How Might We… design PHI experiences that highlight the overly gendered design conventions in PHI technologies prominent in the current market?
Design
PROBLEM STATEMENT
PHI Application developers need to see how their design preferences differ between men and women’s health applications in order to reexamine their approaches and their effectiveness.

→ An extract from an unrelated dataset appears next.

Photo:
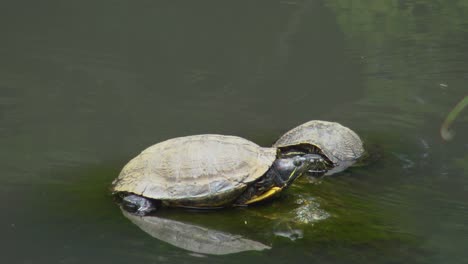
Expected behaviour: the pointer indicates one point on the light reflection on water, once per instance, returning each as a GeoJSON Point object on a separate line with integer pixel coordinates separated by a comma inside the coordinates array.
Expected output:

high Fidelity final mockups
Final Product
RESEARCH PAPER
This research paper, titled Gendered Design Conventions: A Waste of Designers, was written in CHI conference paper style. Gendered Design Conventions: A Waste of Designers describes my critiques of how men’s and women’s personal health informatics (PHI) apps reinforce gender stereotypes through visual and interaction design. By analyzing popular health apps and creating reverse mockups, I argue that effective PHI design should focus on inclusivity and data quality rather than gendered aesthetics.